In my personal lawsuit against the Department of Veterans affairs for my unlawful removal.
way back six years ago, we.
Still haven't gone to trial. I wasn't allowed to bring a First Amendment case, for free speech because of Bivens. That's how I personally became aware of what Bivens was, and the Bivens restrictions. Before I let you go, I just wanted to ask you. we all saw, with our own eyes and heard with our own ears what happened on Saturday morning, with the murder of Department of Veterans Affairs ICU nurse, Alex Preddy. And we had, FBI on the scene, and then they were told to.
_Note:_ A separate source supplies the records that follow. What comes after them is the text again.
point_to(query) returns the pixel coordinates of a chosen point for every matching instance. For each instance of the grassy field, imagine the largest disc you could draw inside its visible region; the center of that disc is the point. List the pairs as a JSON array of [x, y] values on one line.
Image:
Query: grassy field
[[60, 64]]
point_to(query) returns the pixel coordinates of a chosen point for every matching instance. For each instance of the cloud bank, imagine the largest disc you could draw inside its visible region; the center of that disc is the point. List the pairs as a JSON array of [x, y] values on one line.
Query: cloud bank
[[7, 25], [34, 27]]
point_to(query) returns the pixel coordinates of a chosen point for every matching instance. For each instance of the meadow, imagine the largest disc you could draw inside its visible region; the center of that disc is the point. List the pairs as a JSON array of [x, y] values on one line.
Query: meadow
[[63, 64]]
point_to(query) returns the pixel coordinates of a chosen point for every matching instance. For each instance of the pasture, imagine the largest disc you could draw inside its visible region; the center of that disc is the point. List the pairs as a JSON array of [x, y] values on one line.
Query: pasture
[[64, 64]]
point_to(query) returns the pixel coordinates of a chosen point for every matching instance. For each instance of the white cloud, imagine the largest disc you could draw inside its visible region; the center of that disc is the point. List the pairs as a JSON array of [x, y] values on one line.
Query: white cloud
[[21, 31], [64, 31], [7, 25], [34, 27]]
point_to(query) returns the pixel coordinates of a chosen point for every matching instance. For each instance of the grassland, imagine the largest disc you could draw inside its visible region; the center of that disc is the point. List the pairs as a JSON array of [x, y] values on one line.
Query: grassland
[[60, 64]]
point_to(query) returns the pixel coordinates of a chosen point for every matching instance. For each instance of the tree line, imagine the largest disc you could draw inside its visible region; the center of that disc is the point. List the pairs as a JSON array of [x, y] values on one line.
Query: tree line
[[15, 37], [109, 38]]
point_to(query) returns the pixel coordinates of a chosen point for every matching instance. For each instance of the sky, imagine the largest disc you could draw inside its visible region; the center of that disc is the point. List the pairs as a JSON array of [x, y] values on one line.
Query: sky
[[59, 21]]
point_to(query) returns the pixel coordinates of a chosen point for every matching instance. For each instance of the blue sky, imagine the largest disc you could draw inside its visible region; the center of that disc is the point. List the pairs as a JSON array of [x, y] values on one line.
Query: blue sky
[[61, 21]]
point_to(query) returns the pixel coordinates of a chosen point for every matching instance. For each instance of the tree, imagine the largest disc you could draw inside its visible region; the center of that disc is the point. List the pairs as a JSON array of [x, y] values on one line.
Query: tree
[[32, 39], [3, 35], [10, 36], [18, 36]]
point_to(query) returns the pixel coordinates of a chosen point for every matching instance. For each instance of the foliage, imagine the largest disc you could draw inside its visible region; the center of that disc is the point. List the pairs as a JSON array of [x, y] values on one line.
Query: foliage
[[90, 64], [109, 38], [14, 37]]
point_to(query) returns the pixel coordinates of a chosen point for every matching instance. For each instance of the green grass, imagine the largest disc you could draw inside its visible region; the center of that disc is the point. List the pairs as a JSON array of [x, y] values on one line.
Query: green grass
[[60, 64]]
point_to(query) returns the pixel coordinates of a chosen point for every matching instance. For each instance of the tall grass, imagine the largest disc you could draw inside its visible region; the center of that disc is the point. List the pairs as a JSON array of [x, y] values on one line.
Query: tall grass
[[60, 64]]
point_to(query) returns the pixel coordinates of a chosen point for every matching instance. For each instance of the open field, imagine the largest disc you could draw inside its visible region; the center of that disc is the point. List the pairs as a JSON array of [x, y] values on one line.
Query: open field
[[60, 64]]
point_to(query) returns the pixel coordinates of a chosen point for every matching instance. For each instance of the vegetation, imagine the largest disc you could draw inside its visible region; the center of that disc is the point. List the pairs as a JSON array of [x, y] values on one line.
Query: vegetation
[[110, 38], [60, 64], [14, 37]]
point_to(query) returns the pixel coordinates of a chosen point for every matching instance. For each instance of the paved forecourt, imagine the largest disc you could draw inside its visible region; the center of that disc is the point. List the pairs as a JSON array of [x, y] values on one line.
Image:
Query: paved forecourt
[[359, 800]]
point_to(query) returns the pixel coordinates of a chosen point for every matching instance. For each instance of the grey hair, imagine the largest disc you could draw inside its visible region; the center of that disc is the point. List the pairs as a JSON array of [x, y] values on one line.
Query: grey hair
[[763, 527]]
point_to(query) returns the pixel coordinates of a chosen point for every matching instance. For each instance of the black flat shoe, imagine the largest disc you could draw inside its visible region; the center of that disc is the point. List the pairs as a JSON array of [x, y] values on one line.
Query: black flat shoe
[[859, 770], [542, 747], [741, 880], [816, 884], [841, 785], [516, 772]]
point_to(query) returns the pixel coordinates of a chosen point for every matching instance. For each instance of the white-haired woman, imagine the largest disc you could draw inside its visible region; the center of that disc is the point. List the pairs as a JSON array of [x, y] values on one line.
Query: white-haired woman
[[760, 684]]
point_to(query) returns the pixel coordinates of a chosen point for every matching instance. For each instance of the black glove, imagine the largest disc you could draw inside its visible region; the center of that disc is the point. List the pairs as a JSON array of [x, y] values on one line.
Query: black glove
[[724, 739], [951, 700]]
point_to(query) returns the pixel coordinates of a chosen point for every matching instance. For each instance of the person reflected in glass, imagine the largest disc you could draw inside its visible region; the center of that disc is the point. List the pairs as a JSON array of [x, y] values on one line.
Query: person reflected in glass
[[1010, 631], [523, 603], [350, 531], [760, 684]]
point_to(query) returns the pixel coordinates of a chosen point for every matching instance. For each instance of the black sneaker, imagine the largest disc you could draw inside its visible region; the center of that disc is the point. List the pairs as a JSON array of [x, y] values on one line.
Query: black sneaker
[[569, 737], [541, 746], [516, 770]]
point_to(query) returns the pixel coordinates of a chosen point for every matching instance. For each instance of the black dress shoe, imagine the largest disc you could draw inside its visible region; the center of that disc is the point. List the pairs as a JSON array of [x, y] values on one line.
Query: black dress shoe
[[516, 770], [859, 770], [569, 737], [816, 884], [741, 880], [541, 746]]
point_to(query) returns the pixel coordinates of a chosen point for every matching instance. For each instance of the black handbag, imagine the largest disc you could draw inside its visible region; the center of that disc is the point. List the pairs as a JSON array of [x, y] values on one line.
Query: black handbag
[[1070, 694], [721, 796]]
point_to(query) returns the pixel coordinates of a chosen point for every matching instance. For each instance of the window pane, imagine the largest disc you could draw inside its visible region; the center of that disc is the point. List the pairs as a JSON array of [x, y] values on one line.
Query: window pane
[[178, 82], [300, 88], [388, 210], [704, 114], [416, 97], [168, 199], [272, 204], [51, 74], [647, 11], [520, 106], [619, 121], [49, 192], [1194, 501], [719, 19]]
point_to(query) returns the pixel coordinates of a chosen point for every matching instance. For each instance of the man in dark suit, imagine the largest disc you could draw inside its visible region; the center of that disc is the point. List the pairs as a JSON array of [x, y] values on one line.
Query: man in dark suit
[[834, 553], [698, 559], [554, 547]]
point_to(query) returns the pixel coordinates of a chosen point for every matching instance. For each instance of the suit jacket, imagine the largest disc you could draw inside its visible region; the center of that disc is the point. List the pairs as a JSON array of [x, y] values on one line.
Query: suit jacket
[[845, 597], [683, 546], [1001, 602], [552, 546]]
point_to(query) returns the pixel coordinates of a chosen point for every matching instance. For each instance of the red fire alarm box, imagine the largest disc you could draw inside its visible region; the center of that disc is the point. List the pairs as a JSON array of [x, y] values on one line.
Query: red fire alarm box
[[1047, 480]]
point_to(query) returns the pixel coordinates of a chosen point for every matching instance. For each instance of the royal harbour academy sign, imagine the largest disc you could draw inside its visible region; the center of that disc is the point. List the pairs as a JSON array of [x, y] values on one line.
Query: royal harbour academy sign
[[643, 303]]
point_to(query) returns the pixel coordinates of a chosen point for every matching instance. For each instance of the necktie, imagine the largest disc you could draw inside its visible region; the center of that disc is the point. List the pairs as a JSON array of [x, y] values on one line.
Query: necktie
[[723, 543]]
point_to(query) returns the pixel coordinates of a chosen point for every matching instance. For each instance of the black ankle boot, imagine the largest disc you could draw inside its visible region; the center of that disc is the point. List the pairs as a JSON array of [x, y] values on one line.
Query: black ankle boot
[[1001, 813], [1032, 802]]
Leave, and DHS took over the investigation.
And again, just like the murder of.
Not FBI, Right. The locals. The state police in Minnesota.
Yeah. And they were trying to secure the crime scene. And dhs, or. Yeah, DHS was telling them to leave, and DHS took over the investigation, not even letting the FBI in on it, because I guess Kash Patel screwed up the first one. Screwed up the COVID up of the first one. But, m. You know, when we talk about supremacy clause and sovereignty of the state to investigate its own crimes and being blocked out of getting evidence in both of these cases, how likely is it. I mean, we did get that temporary restraining order very late last night, from the courts blocking, dhs, FBI, from destroying or tampering with evidence. and kudos to those lawyers who worked all day on a Saturday and were able to secure that temporary restraining.
Order within the day.
but how likely is it, does that set up for maybe a warrant to try to get this evidence from Minnesota? I mean, what does that even look like to try to get. Cause I asked Andy, and he's like, I've never seen it. In the whole time I ever worked for the FBI, we've never iced out anything. Local investigators, what does that look like?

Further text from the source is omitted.